Jesus rompe as barreiras culturais e de género quando a ela Se dirige. Toma a iniciativa, pede um favor, mostra a Sua necessidade e permite que ela O ajude. A Sua fome é pela alma daquela mulher. Passo a passo, Ele leva-a a conhecê-Lo.

TRÊS TIPOS DE BEBIDA

O texto fala de três tipos de bebida:

1. A bebida da idolatria – sugerida pelo nome da cidade, Sicar, relacionada com uma bebida forte e intoxicante. Representa vício, confusão e morte (cf. Obadias 1, 16).

2. A água do poço de Jacó – água física que sacia a sede apenas temporariamente. Simboliza a herança do Antigo Testamento de Israel, uma preparação para algo maior.

3. Água viva – a água espiritual que Jesus oferece, que traz vida eterna.

REVELAÇÃO DO MESSIAS

Depois que a mulher expressa surpresa com Jesus, um judeu pedindo-lhe água, Ele a desafia: «Se conhecesses o dom de Deus e quem é aquele que te diz: “Dá-me de beber”, tu lhe terias pedido, e ele te teria dado água viva» (Jo., 4, 10).

Com paciência e gentileza, Jesus leva-a a desejar a “água viva”. Então pede-lhe que chame o seu marido. Ela responde honestamente que não tem marido. Jesus revela a sua situação: ela teve cinco maridos, e aquele que tem agora não é seu marido, o que perfaz seis maridos falsos. O número seis transmite imperfeição, e o substantivo “marido” pode aludir a ídolos ou divindades cananeias (Baals), ligando-a à adoração falsa. Os samaritanos tinham traços da religião de Israel, mas misturavam-nos com outros cultos. Neste contexto, Jesus declara: «A salvação vem dos judeus».

Gradualmente, a mulher chega à fé: primeiro reconhecendo-O como profeta (versículo 19), depois como o Messias (v. 26) e, finalmente, com os seus conterrâneos, como «o salvador do mundo» (v. 42).

A mulher regressa à sua cidade cheia de entusiasmo. Deixa para trás o seu jarro de água (v. 28), pois encontrou a verdadeira fonte de vida. Torna-se missionária, anunciando Jesus ao seu povo.

ÁGUA VIVA PARA TODOS

Como Paulo testemunha na Segunda Leitura: «O Espírito Santo foi derramado nos nossos corações».

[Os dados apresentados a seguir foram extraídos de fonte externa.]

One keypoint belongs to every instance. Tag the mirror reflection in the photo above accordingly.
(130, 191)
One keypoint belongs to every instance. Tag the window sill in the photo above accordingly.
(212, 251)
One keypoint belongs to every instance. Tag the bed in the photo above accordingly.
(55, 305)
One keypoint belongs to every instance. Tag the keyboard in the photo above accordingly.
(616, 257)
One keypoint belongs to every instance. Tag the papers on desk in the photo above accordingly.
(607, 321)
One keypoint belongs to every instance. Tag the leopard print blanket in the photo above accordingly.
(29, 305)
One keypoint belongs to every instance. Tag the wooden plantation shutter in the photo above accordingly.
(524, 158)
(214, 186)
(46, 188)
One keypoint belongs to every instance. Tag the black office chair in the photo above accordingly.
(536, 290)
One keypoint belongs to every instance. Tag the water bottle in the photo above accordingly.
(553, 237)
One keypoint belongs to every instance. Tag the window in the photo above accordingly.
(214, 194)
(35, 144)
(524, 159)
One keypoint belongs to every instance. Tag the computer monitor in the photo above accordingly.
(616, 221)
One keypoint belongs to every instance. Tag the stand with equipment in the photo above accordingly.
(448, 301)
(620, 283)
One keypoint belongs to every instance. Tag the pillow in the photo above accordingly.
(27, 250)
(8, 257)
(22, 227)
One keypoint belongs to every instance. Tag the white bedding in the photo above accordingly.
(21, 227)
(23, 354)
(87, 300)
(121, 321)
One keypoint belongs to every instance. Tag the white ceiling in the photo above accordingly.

Este é o dom que Jesus ofereceu à mulher (v. 10), derramado como água viva da verdadeira rocha, ferida pela lança do soldado: «Um dos soldados perfurou-lhe o lado com uma lança, e imediatamente saiu sangue e água» (Jo., 19, 34).

DESAFIOS PARA HOJE

As leituras convidam-nos a reflectir sobre a nossa própria sede. Tal como Israel no deserto, podemos sentir-nos tentados a duvidar do plano de Deus ou a queixar-nos quando a liberdade nos parece exigente. Tal como a mulher samaritana, podemos procurar satisfação em “bebidas falsas” que nos deixam vazios e viciados.

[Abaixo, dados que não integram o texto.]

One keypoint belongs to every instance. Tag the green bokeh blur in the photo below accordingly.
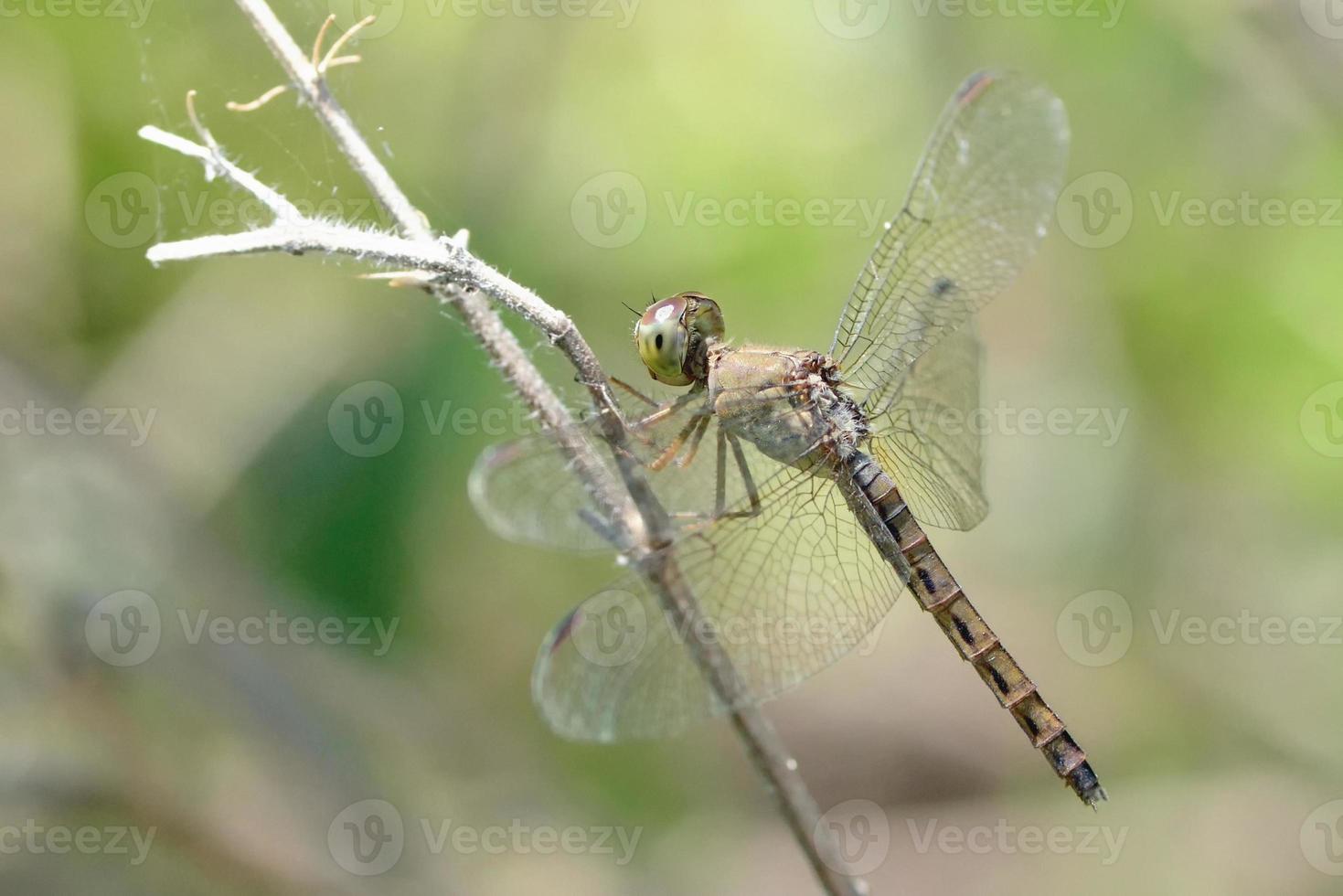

O desafio é reconhecer a nossa sede mais profunda – a sede de Deus – e permitir que Cristo a sacie com a Sua água viva. Significa isto:

. Confiar na fidelidade de Deus, mesmo quando a vida parece um deserto.

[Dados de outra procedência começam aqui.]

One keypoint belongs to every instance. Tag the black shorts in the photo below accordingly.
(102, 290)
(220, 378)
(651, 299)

. Quebrar barreiras como Jesus fez, estendendo a mão aos excluídos ou marginalizados.

. Tornar-nos testemunhas como a mulher samaritana, deixando para trás os nossos “jarros de água” de velhos hábitos e correndo a partilhar a Boa Nova.

O Senhor ainda tem sede – da nossa fé, do nosso amor e da nossa vontade de sermos os Seus instrumentos. Vamos deixar que Ele sacie a nossa sede e, através de nós, ofereça água viva ao mundo?